I’ve been doing something analogous to sprite sheets, using mask textures, but obviously without engine support. This works well at certain scales, whereas with others I get cracks, much like a tiled map might have. I’m wondering if it’s possible to do this right, given more information.
The first question is more of a sanity-check (I’ve not had a lot of luck finding a “standard” example): assuming a scale of (1, 1), should a mask image have the same dimensions as its corresponding object, or those values plus the black pixel borders?
Secondly, what is the impetus behind the three black pixels on the border? Is this a common technique, or particular to Corona? (I ask, since I had little luck with Google here.) My best guess at the moment is that it simplifies some behavior outside the graphics card (fetching pixels for hit tests?), but I’d like to be sure.

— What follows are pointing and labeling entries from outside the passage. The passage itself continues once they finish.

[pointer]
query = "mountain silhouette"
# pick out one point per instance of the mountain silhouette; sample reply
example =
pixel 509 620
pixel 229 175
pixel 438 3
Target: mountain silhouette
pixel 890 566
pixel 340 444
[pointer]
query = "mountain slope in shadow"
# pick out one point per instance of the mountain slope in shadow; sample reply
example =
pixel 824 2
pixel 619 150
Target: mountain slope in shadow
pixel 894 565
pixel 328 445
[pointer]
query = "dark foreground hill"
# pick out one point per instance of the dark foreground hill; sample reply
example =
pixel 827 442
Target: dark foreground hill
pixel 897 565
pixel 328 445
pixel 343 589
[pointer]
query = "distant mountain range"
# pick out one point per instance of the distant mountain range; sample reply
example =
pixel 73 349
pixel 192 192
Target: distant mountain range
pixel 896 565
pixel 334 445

My motivation is to apply marching squares to various tile-based things (so far, I use a “mask things out” approach, to carve paths, and “preserve these pixels” to smooth articulated shapes). The frames in the mask sheet correspond to the different contour lookup entries. Unfortunately, a lot of tile sizes are getting ruled out right now as cracks show up.

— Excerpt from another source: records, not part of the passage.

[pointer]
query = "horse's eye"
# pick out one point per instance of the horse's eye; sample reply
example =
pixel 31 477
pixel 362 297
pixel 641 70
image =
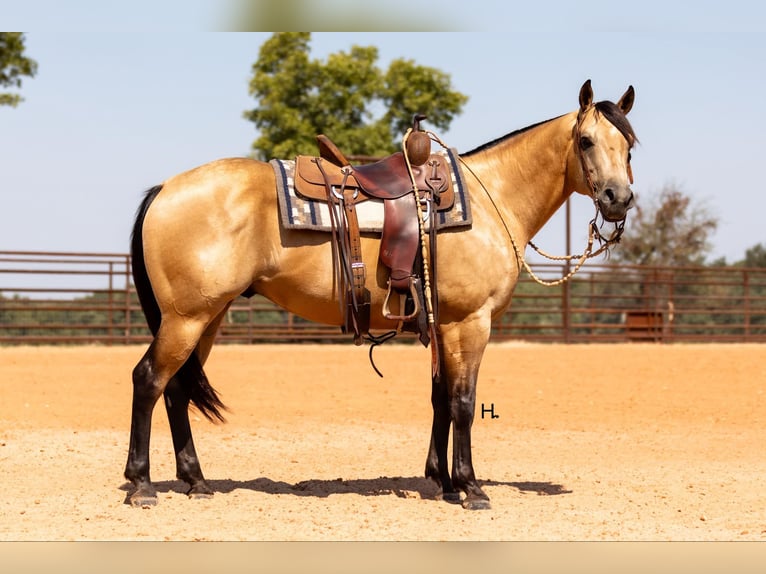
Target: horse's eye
pixel 585 143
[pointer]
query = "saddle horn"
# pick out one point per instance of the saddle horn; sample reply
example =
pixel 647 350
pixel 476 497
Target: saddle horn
pixel 418 145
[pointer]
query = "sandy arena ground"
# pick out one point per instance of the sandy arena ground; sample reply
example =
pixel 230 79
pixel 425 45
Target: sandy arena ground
pixel 596 442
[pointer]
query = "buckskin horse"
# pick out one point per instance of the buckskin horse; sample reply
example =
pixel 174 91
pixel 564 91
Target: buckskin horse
pixel 211 234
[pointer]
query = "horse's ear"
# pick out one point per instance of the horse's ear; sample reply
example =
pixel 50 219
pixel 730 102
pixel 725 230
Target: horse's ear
pixel 586 96
pixel 626 101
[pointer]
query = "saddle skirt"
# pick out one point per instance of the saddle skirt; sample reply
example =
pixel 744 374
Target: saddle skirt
pixel 303 197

The current sheet logic is here (I called them “reels” because the output looked like film reels, but I’m warming up to mask sheet… reel won’t even make sense if they become 2D grids) and the marching squares generator is here (at present, there’s no interpolation, and the “obvious” way is a lot of work :P).
With respect to the second question in particular, do I also need three black pixels between “frames”, for correctness? Or is that meaningless, off-border? And if the former, is it fine that two side-by-side frames share the border?
Any help is appreciated. Thanks for reading!